In a discussion about the harassment heaped on women, creators of color, and LGBTQ+ individuals, valorizing the concept of the Outsider Nerd is…not great. Not only is it disingenuous to pretend like superhero comics are an obscure passion in 2018—comics have inspired some of the highest-grossing movies of all time, comic adaptations have found success on a dozen TV networks and comic-related merchandise is ubiquitous most of the world over—it’s also a frequent talking point of the very harassers King is ostensibly speaking against. ComicsGate, like GamerGate before it, seeks to frame the industry as a haven for the (straight white cis male) nerd with nowhere else to go, now besieged by “social justice warriors” and girls with cooties. Even giving King’s intentions the benefit of the doubt, his politically neutral language still “reads like one of those doormats that says ‘welcome’ no matter what side you’re standing on,” as succinctly worded by fellow creator Jen Bartel. Yes, superhero comics have a fundamental connection to the immigrant experience and have been punching Nazis since the ‘40s, but the specific problem today is that marginalized creators can’t create without placing themselves at risk for targeted harassment.

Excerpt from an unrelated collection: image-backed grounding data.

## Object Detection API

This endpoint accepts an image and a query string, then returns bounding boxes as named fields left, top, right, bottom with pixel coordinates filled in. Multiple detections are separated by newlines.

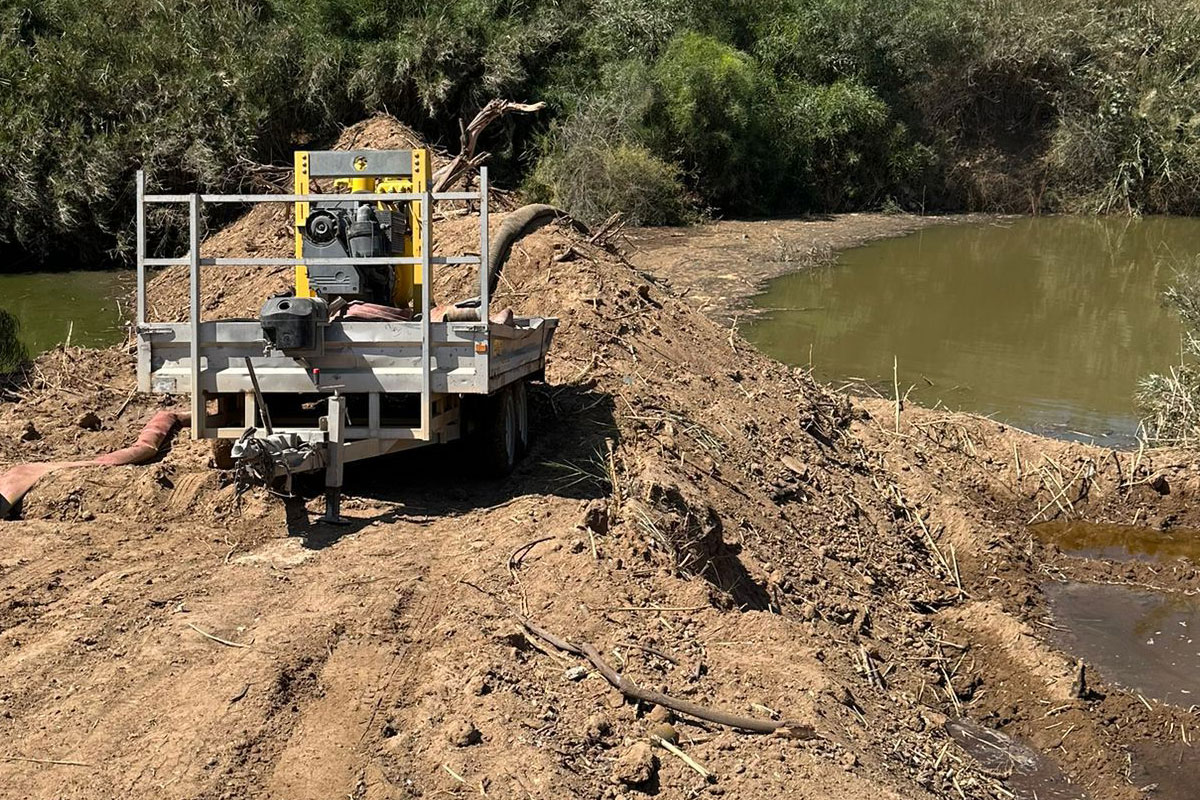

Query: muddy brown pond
left=747, top=217, right=1200, bottom=446
left=1034, top=519, right=1200, bottom=563
left=0, top=269, right=131, bottom=356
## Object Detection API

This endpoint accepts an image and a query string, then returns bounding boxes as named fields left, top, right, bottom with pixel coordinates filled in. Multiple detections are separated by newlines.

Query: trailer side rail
left=135, top=167, right=497, bottom=442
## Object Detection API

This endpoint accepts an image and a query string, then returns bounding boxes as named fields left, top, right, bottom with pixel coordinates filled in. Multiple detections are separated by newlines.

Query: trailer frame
left=133, top=163, right=557, bottom=519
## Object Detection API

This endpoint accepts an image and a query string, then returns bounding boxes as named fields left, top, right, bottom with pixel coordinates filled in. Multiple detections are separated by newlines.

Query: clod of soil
left=445, top=719, right=482, bottom=747
left=613, top=741, right=658, bottom=786
left=585, top=711, right=612, bottom=740
left=646, top=704, right=673, bottom=724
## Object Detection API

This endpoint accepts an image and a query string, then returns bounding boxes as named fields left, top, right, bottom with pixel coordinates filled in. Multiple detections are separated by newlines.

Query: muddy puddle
left=746, top=216, right=1200, bottom=446
left=1044, top=581, right=1200, bottom=707
left=1128, top=738, right=1200, bottom=800
left=945, top=718, right=1088, bottom=800
left=1036, top=524, right=1199, bottom=796
left=1034, top=519, right=1200, bottom=564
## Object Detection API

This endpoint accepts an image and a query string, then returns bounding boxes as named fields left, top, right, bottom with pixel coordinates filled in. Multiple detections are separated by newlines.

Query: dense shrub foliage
left=2, top=0, right=1200, bottom=264
left=0, top=308, right=27, bottom=373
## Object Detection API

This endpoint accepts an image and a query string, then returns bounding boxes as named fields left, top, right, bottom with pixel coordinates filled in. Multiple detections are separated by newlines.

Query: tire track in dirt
left=0, top=519, right=382, bottom=797
left=350, top=520, right=467, bottom=797
left=0, top=522, right=251, bottom=798
left=259, top=564, right=436, bottom=798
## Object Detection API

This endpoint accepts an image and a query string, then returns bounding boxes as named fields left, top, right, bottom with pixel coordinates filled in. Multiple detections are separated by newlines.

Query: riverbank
left=0, top=118, right=1196, bottom=800
left=625, top=214, right=999, bottom=322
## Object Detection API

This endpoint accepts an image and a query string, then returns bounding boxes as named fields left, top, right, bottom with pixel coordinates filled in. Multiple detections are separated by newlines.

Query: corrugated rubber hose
left=487, top=204, right=588, bottom=295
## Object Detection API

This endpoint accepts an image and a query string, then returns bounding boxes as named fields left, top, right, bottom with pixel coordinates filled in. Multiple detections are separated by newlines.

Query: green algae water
left=746, top=217, right=1200, bottom=446
left=0, top=270, right=131, bottom=357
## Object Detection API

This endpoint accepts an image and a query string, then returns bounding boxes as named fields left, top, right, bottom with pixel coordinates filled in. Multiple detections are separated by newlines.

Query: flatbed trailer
left=133, top=154, right=557, bottom=521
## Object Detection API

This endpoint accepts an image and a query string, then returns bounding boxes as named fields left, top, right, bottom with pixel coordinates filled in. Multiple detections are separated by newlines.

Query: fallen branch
left=515, top=613, right=814, bottom=738
left=431, top=99, right=546, bottom=192
left=587, top=212, right=626, bottom=248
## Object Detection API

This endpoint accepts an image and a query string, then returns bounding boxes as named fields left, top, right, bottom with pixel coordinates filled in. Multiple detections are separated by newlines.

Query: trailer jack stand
left=323, top=488, right=349, bottom=525
left=322, top=394, right=350, bottom=525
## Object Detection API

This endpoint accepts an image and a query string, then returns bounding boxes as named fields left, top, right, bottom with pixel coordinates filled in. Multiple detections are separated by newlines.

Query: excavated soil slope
left=2, top=117, right=1198, bottom=800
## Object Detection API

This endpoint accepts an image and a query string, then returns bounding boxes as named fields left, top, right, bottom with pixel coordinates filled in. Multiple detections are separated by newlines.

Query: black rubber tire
left=513, top=379, right=529, bottom=455
left=480, top=386, right=518, bottom=478
left=487, top=204, right=588, bottom=295
left=210, top=439, right=236, bottom=470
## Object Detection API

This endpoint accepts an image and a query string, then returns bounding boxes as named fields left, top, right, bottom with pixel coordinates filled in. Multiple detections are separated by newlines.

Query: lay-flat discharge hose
left=0, top=409, right=188, bottom=519
left=487, top=204, right=588, bottom=295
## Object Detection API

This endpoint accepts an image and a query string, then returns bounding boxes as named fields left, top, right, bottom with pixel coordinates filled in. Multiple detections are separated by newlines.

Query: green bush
left=4, top=0, right=1200, bottom=267
left=531, top=140, right=692, bottom=227
left=527, top=90, right=692, bottom=226
left=0, top=0, right=301, bottom=261
left=0, top=308, right=28, bottom=373
left=647, top=32, right=769, bottom=210
left=773, top=78, right=932, bottom=210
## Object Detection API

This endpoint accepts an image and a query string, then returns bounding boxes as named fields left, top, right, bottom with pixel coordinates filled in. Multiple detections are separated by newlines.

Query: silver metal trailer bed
left=133, top=164, right=557, bottom=520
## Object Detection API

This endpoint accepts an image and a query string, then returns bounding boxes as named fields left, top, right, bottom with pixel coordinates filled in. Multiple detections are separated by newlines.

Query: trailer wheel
left=513, top=379, right=529, bottom=455
left=211, top=439, right=235, bottom=470
left=481, top=386, right=518, bottom=477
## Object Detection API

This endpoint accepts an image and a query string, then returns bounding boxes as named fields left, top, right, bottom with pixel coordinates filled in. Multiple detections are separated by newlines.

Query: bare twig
left=114, top=388, right=138, bottom=419
left=617, top=641, right=681, bottom=665
left=603, top=605, right=709, bottom=613
left=893, top=355, right=901, bottom=434
left=652, top=734, right=714, bottom=781
left=187, top=622, right=252, bottom=649
left=2, top=755, right=91, bottom=767
left=508, top=536, right=554, bottom=576
left=587, top=212, right=625, bottom=247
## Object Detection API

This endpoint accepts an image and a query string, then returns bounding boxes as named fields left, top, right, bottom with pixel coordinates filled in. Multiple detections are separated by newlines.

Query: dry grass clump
left=1139, top=265, right=1200, bottom=445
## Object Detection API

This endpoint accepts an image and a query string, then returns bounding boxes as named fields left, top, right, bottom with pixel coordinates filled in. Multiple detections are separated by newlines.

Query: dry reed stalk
left=893, top=356, right=901, bottom=434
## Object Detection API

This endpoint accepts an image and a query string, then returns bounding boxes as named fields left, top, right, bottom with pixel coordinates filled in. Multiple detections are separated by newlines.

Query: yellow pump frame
left=292, top=148, right=429, bottom=309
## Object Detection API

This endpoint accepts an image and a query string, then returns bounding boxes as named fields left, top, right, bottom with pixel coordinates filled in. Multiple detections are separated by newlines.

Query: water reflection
left=944, top=718, right=1088, bottom=800
left=747, top=217, right=1200, bottom=446
left=1044, top=581, right=1200, bottom=706
left=1033, top=520, right=1200, bottom=564
left=0, top=270, right=131, bottom=354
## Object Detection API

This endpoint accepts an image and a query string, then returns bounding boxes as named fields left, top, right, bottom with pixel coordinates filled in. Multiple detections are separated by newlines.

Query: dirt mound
left=3, top=132, right=1199, bottom=798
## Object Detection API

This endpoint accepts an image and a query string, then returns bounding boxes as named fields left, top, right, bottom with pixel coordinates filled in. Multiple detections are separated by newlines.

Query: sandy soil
left=1, top=117, right=1197, bottom=800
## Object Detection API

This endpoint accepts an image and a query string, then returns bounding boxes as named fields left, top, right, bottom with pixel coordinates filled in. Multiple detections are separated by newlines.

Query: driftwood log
left=431, top=99, right=546, bottom=192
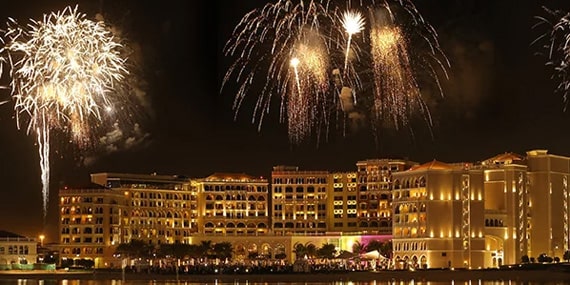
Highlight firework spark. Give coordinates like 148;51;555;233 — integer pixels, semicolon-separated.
369;25;425;128
534;7;570;108
287;36;331;144
360;1;449;132
223;0;352;145
223;0;448;144
341;10;365;72
0;6;128;218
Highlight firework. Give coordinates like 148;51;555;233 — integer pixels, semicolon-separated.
223;0;448;144
534;7;570;108
287;35;331;144
223;0;352;144
0;6;128;218
341;10;365;72
362;1;449;131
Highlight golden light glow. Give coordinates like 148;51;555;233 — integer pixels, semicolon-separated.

Of course, before King even tweeted his statement, Taylor’s seemingly less ambiguous condemnation was co-opted by ComicsGate anyway. Dozens of ComicsGate accounts tweeted the same phrases as Taylor, with the added, “We are #ComicsGate and this is what we believe.” Troll movements see no cognitive dissonance in claiming to stand against transphobia while idolizing a figurehead who constantly misgenders the trans creators he dislikes. ComicsGate will always excuse the most extreme actions of its adherents as outliers among a well-intentioned group, which is why even the best-worded tweets will never sufficiently address the harassment perpetuated by hateful individuals with too much time on their hands.
There is no simple or straightforward way to “fix” or “defeat” ComicsGate. GamerGate has been around longer, and while it generates fewer headlines, its effects are still very much felt around the gaming industry. In all likelihood, ComicsGate is a Pandora’s box that can’t be shut again. Now that opportunists have discovered that there’s money to be made in weaponizing bigotry in comics, they and others like them will ride the hate wave as far as it will take them. At the very least, prominent creators like Taylor, Lemire, Sienkiewicz, King and their many peers who still remain silent should continue to speak up, and to actively listen and process feedback from marginalized community members when their words fall short of acknowledging the actual problem.
Beyond the equivalent of “thoughts and prayers” on Twitter, the most powerful members of the comics industry and community need to pay attention to who’s being harassed even when it’s not someone one step removed from Marvel or DC Comics. ComicsGate has so far only seen significant backlash when they’ve gone after well-connected white women in the industry—will A-list creators speak up for the self-published Black women who routinely get targeted, or the trans indie cartoonists whose Twitter notifications are made a daily hell by ComicsGate followers? If comics are truly for everyone, then a direct relationship with Marvel Comics shouldn’t be a prerequisite for support when a hate group harasses you. Well-intentioned tweets are a great start, but now it’s time for the most visible and secure voices in the industry to begin the hard work of listening to and uplifting those of us most at risk. ComicsGate probably isn’t going away any time soon, but consistent, unambiguous and thoughtful support from those in positions of power will go a long way toward minimizing the harm internet bigots can enact on the comic community’s most vulnerable members.